Planification fiscale et retraite
Consulter des spécialistes financiers qui connaissent bien les réalités des cabinets dentaires peut accélérer votre préparation. Ces derniers peuvent vous aider à distinguer les structures d’entreprise et les finances personnelles, à repérer des occasions de dividendes en capital et à mettre en place des stratégies de retraite efficaces. Les conséquences fiscales liées à la vente d’un cabinet ou au passage à un emploi salarié peuvent être importantes — une planification anticipée est donc essentielle.
Succession et documents juridiques
Si vous avez des associés, prenez le temps de revoir les conventions d’achat-vente et les clauses de succession. Assurez-vous également que vos testaments, procurations et désignations de bénéficiaires sont à jour, afin qu’un changement de carrière ne crée pas de complications inattendues.
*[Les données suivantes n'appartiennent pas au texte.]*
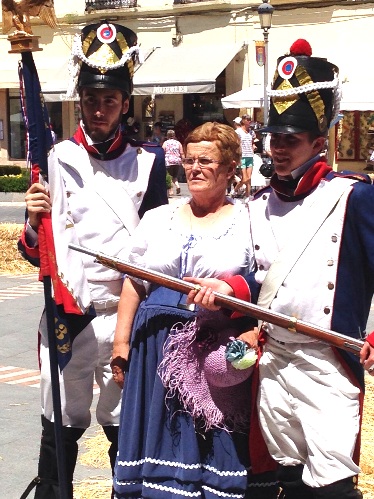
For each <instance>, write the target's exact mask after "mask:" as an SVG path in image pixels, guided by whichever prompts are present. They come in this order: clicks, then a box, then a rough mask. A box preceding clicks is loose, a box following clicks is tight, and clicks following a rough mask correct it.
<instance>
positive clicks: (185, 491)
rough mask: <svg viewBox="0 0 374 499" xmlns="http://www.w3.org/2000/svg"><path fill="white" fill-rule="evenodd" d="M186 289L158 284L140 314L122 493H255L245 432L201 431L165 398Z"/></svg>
mask: <svg viewBox="0 0 374 499" xmlns="http://www.w3.org/2000/svg"><path fill="white" fill-rule="evenodd" d="M181 296H182V295H181V294H180V293H178V292H175V291H170V290H167V289H165V288H161V287H159V288H156V289H155V290H154V291H153V292H152V293H151V294H150V295H149V297H148V299H147V300H145V301H144V302H142V303H141V305H140V307H139V309H138V312H137V314H136V317H135V321H134V326H133V332H132V339H131V354H130V362H129V372H128V373H126V377H125V386H124V389H123V395H122V396H123V402H122V412H121V421H120V431H119V451H118V456H117V461H116V466H115V475H114V489H115V494H116V495H115V497H116V498H117V499H119V498H125V497H126V498H154V499H156V498H157V499H171V498H179V499H180V498H183V497H192V498H206V499H213V498H215V499H216V498H218V497H227V498H235V499H239V498H245V497H251V496H250V495H248V496H247V492H246V491H247V474H248V471H247V470H248V466H249V458H248V435H247V434H244V433H240V434H239V433H236V432H227V431H224V430H220V429H217V430H211V431H209V432H206V433H205V434H199V433H196V432H195V427H194V423H193V420H192V418H191V417H190V415H189V414H187V413H186V412H184V411H182V410H181V408H180V406H179V402H178V401H177V400H167V401H166V400H165V396H166V389H165V388H164V386H163V385H162V383H161V380H160V378H159V376H158V374H157V368H158V366H159V364H160V362H161V360H162V356H163V346H164V343H165V341H166V339H167V337H168V335H169V332H170V329H171V328H172V326H174V325H175V324H176V323H178V322H181V323H186V322H187V321H188V320H189V319H191V318H193V317H194V313H193V312H191V311H189V310H186V309H183V308H180V307H178V304H179V303H180V301H181ZM165 303H169V305H167V306H166V305H164V304H165ZM170 304H171V305H170ZM275 497H276V496H275Z"/></svg>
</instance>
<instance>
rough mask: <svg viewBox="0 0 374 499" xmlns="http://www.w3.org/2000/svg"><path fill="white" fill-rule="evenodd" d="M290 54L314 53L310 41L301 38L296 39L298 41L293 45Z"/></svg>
mask: <svg viewBox="0 0 374 499" xmlns="http://www.w3.org/2000/svg"><path fill="white" fill-rule="evenodd" d="M290 55H307V56H309V57H310V56H311V55H312V47H311V46H310V44H309V42H307V41H306V40H303V39H302V38H299V40H296V42H294V43H293V44H292V45H291V48H290Z"/></svg>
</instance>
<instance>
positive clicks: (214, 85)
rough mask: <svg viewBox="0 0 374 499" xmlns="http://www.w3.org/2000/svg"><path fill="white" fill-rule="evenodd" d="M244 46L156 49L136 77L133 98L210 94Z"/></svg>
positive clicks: (134, 84) (137, 71)
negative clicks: (179, 94)
mask: <svg viewBox="0 0 374 499" xmlns="http://www.w3.org/2000/svg"><path fill="white" fill-rule="evenodd" d="M240 50H242V45H239V44H238V45H235V44H231V45H230V44H228V45H198V46H188V45H181V46H179V47H170V48H160V47H158V48H155V49H154V51H153V52H152V53H151V55H150V56H149V57H148V58H147V59H146V60H145V62H144V64H142V66H140V67H139V68H138V70H137V71H136V72H135V74H134V91H133V95H152V94H188V93H209V92H214V91H215V86H216V78H217V76H218V75H219V74H220V73H221V72H222V71H223V70H224V69H225V68H226V66H227V65H228V64H229V62H230V61H231V60H232V59H233V58H234V57H235V56H236V54H237V53H238V52H240Z"/></svg>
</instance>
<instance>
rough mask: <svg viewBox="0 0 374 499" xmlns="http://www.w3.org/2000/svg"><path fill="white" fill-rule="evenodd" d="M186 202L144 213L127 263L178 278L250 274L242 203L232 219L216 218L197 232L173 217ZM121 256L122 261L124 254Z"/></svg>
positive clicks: (178, 218) (249, 239)
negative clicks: (142, 267) (192, 229)
mask: <svg viewBox="0 0 374 499" xmlns="http://www.w3.org/2000/svg"><path fill="white" fill-rule="evenodd" d="M188 201H189V200H188V199H181V200H180V201H179V202H177V203H173V204H171V205H164V206H160V207H158V208H155V209H153V210H150V211H147V212H146V213H145V215H144V217H143V218H142V220H141V221H140V224H139V225H138V227H137V228H136V229H135V232H134V233H133V235H132V237H131V240H130V243H131V244H132V249H131V251H130V252H129V253H127V255H126V256H127V259H128V260H129V261H130V262H131V263H134V264H136V265H139V266H142V267H145V268H149V269H152V270H157V271H159V272H162V273H164V274H166V275H170V276H173V277H180V278H181V277H184V276H194V277H219V278H225V277H229V276H232V275H236V274H241V275H245V274H247V273H248V272H249V271H250V270H252V269H253V266H254V254H253V248H252V238H251V232H250V224H249V215H248V211H247V208H246V207H245V206H244V205H243V204H242V203H238V204H234V210H233V215H232V217H231V219H227V218H224V219H222V221H220V220H219V218H217V219H216V221H214V222H213V223H212V225H211V226H210V227H209V230H207V231H203V232H196V231H193V230H192V229H191V227H188V226H182V225H181V224H180V223H179V217H176V216H175V215H176V212H177V210H178V209H180V208H181V206H183V205H184V204H186V203H187V202H188ZM177 220H178V223H177ZM124 251H125V250H124ZM120 256H121V257H122V258H123V257H124V252H122V253H121V255H120Z"/></svg>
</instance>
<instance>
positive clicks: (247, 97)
mask: <svg viewBox="0 0 374 499" xmlns="http://www.w3.org/2000/svg"><path fill="white" fill-rule="evenodd" d="M263 88H264V87H263V86H262V85H253V86H252V87H248V88H244V89H243V90H239V92H235V93H234V94H231V95H227V96H226V97H223V99H221V102H222V107H223V109H240V108H246V109H247V108H252V107H263V105H264V90H263Z"/></svg>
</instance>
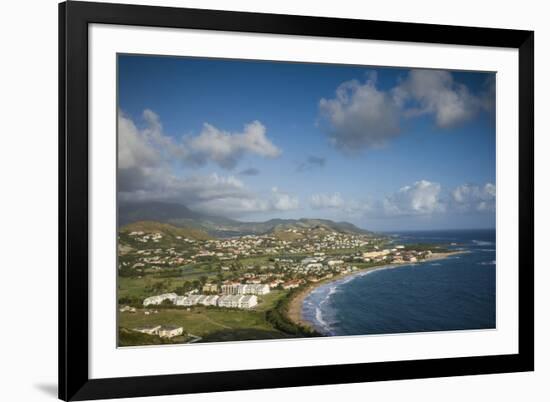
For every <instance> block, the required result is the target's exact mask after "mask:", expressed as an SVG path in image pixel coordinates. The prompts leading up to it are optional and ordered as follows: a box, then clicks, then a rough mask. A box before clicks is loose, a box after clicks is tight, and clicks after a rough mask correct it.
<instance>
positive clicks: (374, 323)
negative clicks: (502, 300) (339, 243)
mask: <svg viewBox="0 0 550 402" xmlns="http://www.w3.org/2000/svg"><path fill="white" fill-rule="evenodd" d="M391 236H392V238H393V239H394V241H395V244H405V243H440V244H445V245H448V244H451V243H452V244H456V245H453V246H450V248H452V249H457V250H460V249H466V250H468V251H469V253H466V254H459V255H453V256H450V257H448V258H446V259H441V260H434V261H424V262H420V263H415V264H407V265H399V266H396V267H389V268H383V269H378V270H375V271H371V272H361V273H358V274H355V275H353V276H348V277H345V278H342V279H340V280H337V281H334V282H330V283H327V284H324V285H322V286H320V287H318V288H316V289H315V290H314V291H313V292H312V293H310V294H309V295H308V296H307V297H306V298H305V299H304V302H303V305H302V315H303V317H304V318H305V319H306V320H307V321H309V322H311V323H312V324H313V325H314V327H315V328H316V329H317V330H318V331H320V332H321V333H323V334H325V335H333V336H342V335H368V334H395V333H406V332H424V331H450V330H473V329H490V328H495V323H496V252H495V230H456V231H422V232H399V233H392V234H391Z"/></svg>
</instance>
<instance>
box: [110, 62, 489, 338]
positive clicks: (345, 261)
mask: <svg viewBox="0 0 550 402" xmlns="http://www.w3.org/2000/svg"><path fill="white" fill-rule="evenodd" d="M117 57H118V60H117V64H118V82H117V86H118V87H117V93H118V111H117V113H118V117H117V120H118V121H117V137H118V138H117V146H118V161H117V164H118V167H117V209H118V212H117V216H118V228H117V229H118V235H117V250H118V256H117V258H118V261H117V273H116V275H117V300H118V306H117V311H118V313H117V314H118V316H117V321H118V328H117V332H118V338H117V339H118V346H119V347H126V346H146V345H166V344H191V343H193V344H194V343H204V342H235V341H253V340H277V339H289V338H311V337H327V336H352V335H355V336H357V335H362V336H365V335H375V334H376V335H384V334H406V333H417V332H432V331H465V330H491V329H495V328H496V269H497V265H496V247H497V244H496V235H495V226H496V214H495V211H496V128H495V73H493V72H473V71H452V70H435V69H411V68H406V67H398V66H395V67H393V66H383V67H382V66H357V65H338V64H316V63H293V62H274V61H260V60H232V59H211V58H192V57H171V56H153V55H133V54H119V55H118V56H117Z"/></svg>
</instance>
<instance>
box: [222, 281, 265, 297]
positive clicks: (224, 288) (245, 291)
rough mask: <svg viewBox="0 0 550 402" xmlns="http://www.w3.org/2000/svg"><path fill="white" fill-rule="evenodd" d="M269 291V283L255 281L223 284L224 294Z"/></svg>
mask: <svg viewBox="0 0 550 402" xmlns="http://www.w3.org/2000/svg"><path fill="white" fill-rule="evenodd" d="M269 292H270V288H269V285H262V284H254V283H251V284H249V283H247V284H242V283H235V284H230V285H222V293H223V294H224V295H265V294H268V293H269Z"/></svg>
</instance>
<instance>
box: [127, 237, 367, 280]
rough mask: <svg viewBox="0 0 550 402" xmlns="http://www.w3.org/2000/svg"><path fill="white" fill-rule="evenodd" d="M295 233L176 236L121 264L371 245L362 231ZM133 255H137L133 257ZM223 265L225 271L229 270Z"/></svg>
mask: <svg viewBox="0 0 550 402" xmlns="http://www.w3.org/2000/svg"><path fill="white" fill-rule="evenodd" d="M286 232H289V233H290V234H291V235H293V236H296V237H295V238H293V239H291V240H285V239H284V237H283V238H281V236H280V235H278V234H265V235H246V236H240V237H235V238H229V239H215V240H193V239H188V238H185V237H181V236H177V237H176V239H177V240H178V241H179V242H181V246H180V247H178V246H176V247H171V248H165V249H162V248H156V249H154V248H148V249H143V250H137V251H136V252H135V253H133V256H132V255H129V257H131V258H130V259H131V261H129V260H125V259H121V261H120V265H121V266H120V267H119V268H122V267H123V266H124V267H129V268H133V269H136V270H138V272H141V271H143V270H145V269H148V270H153V271H155V270H160V269H163V268H166V267H177V266H185V265H189V264H194V263H197V262H200V261H204V260H205V259H209V260H214V261H219V262H221V263H222V264H224V263H223V262H224V261H228V262H231V261H234V260H237V259H238V258H240V257H253V256H264V255H280V254H286V255H292V254H297V255H300V254H305V253H314V252H319V251H323V250H339V249H357V248H360V247H364V246H366V245H368V244H369V241H371V240H372V238H369V237H368V236H365V235H361V234H351V233H337V232H331V231H329V230H328V229H327V230H324V231H323V230H321V231H319V229H300V230H297V229H287V230H286ZM129 236H130V237H131V238H132V239H133V240H135V241H139V242H141V243H150V242H152V243H158V242H160V240H161V239H162V238H163V235H162V233H158V232H153V233H146V232H143V231H134V232H131V233H129ZM134 257H137V259H136V258H134ZM229 269H230V268H229V266H228V265H223V266H222V270H229Z"/></svg>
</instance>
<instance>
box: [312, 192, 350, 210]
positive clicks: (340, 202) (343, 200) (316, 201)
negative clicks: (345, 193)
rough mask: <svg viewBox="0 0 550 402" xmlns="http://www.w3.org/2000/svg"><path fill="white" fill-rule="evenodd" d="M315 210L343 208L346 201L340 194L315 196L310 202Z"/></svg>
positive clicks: (314, 195) (318, 194)
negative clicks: (326, 208)
mask: <svg viewBox="0 0 550 402" xmlns="http://www.w3.org/2000/svg"><path fill="white" fill-rule="evenodd" d="M309 204H310V206H311V207H312V208H314V209H325V208H343V207H344V205H345V202H344V199H343V198H342V196H341V195H340V193H333V194H313V195H312V196H311V198H310V202H309Z"/></svg>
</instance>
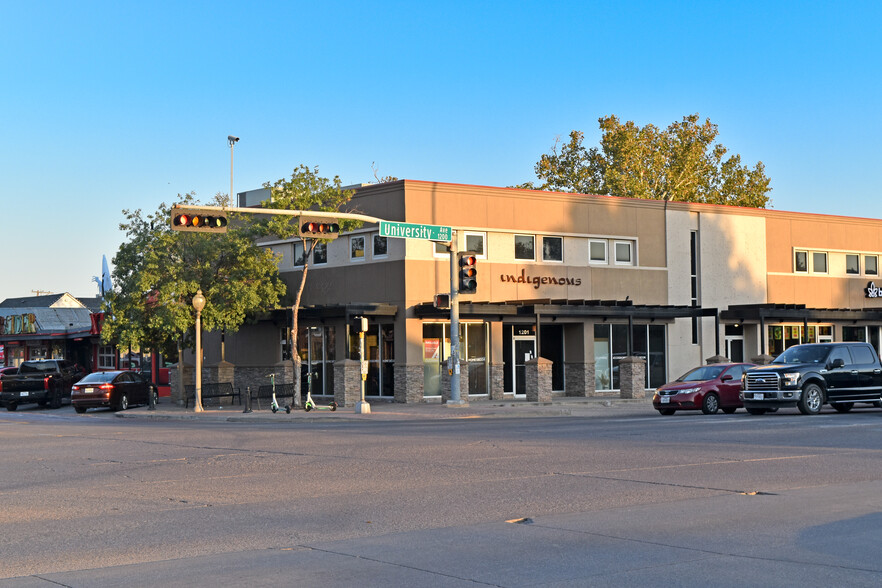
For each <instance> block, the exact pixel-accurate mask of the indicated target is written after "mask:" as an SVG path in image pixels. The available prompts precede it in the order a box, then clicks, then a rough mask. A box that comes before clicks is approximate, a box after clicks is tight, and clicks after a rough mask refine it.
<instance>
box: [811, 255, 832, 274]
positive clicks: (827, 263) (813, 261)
mask: <svg viewBox="0 0 882 588" xmlns="http://www.w3.org/2000/svg"><path fill="white" fill-rule="evenodd" d="M820 255H823V256H824V270H823V271H821V270H818V269H815V265H816V264H815V259H816V258H817V256H820ZM812 273H813V274H829V273H830V256H829V255H827V252H826V251H812Z"/></svg>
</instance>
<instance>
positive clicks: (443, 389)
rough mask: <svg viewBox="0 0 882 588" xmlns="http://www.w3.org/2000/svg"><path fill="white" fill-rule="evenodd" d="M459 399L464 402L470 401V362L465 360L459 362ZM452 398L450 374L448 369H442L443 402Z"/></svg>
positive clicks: (441, 382)
mask: <svg viewBox="0 0 882 588" xmlns="http://www.w3.org/2000/svg"><path fill="white" fill-rule="evenodd" d="M459 399H460V400H462V401H463V402H468V401H469V364H468V362H465V361H460V362H459ZM448 400H450V374H449V373H448V371H447V370H446V369H442V370H441V402H442V403H446V402H447V401H448Z"/></svg>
Quelques conseils pratiques qui ont fait leurs preuves
Lorsqu’il s’agit de quitter la dentisterie, les départs soudains mènent rarement aux transitions les plus réussies. « Les dentistes les plus résilients avec qui j’ai travaillé n’ont pas quitté du jour au lendemain », explique Matthew Wright. « Ils ont réduit progressivement leurs jours de pratique tout en développant d’autres sources de revenus. Cela leur a permis de maintenir leurs flux de trésorerie et de préserver leurs options. »
Avoir un filet de sécurité financier est tout aussi essentiel. La valeur d’un cabinet dépend souvent de facteurs comme les baux, le financement des équipements ou les coûts liés au personnel. Il est donc judicieux de garder une part de vos fonds personnels séparée des comptes du cabinet. « Si vous êtes propriétaire, commencez à penser comme un futur acheteur, même si vous n’avez pas l’intention de vendre immédiatement », ajoute Matthew Wright. « Une base de patients bien structurée, une comptabilité claire, des protocoles écrits et une organisation précise des rôles du personnel renforcent la valeur du cabinet et en simplifient la vente. »
Les chiffres ne racontent toutefois qu’une partie de l’histoire. Quitter la dentisterie n’est pas seulement une décision financière — c’est aussi un processus émotionnel, parfois chargé de doutes, de culpabilité ou au contraire de soulagement. Il est important de se rappeler que vous n’avez pas à faire ce chemin seul. Demander du soutien peut faire toute la différence entre se sentir isolé et se sentir accompagné.
Où trouver de l'aide
Parlez à vos pairs et à vos mentors.
Comme le rappelle la Dre Mohanta, échanger avec des collègues ayant traversé des questionnements similaires peut être rassurant et vous ouvrir à des options que vous n’aviez pas envisagées. Les cercles d’étude et les programmes de mentorat offrent souvent un cadre sécurisant pour prendre du recul et clarifier vos intentions.
Programme d’aide aux membres.
Si la charge émotionnelle devient difficile à gérer, TELUS Santé met à votre disposition des services de counseling confidentiels, disponibles 24 heures sur 24, 7 jours sur 7, sans frais.
Conseils professionnels spécialisés.
Des experts financiers et juridiques qui connaissent la réalité des cabinets dentaires peuvent vous accompagner dans les étapes concrètes de la transition — qu’il s’agisse d’évaluer la valeur de votre cabinet, de revoir vos stratégies de remboursement ou de planifier la suite de votre parcours professionnel.
En conclusion
Le message de la Dre Mohanta nous rappelle avec bienveillance que quitter la profession — ou en transformer la pratique — est une décision difficile, mais légitime. En vous assurant d’avoir les bases financières nécessaires pour faire ce choix en confiance, vous vous donnez la liberté de considérer davantage d’options. En protégeant vos revenus, en constituant une réserve personnelle, en comprenant la valeur de votre cabinet et en vous entourant de spécialistes, vous vous placez dans une position qui vous permet d’aborder l’avenir avec assurance et ouverture.
Les renseignements présentés dans cet article sont de nature générale et ne constituent pas des conseils financiers ou de placements personnalisés. Pour des recommandations adaptées à votre situation, veuillez consulter votre conseiller financier.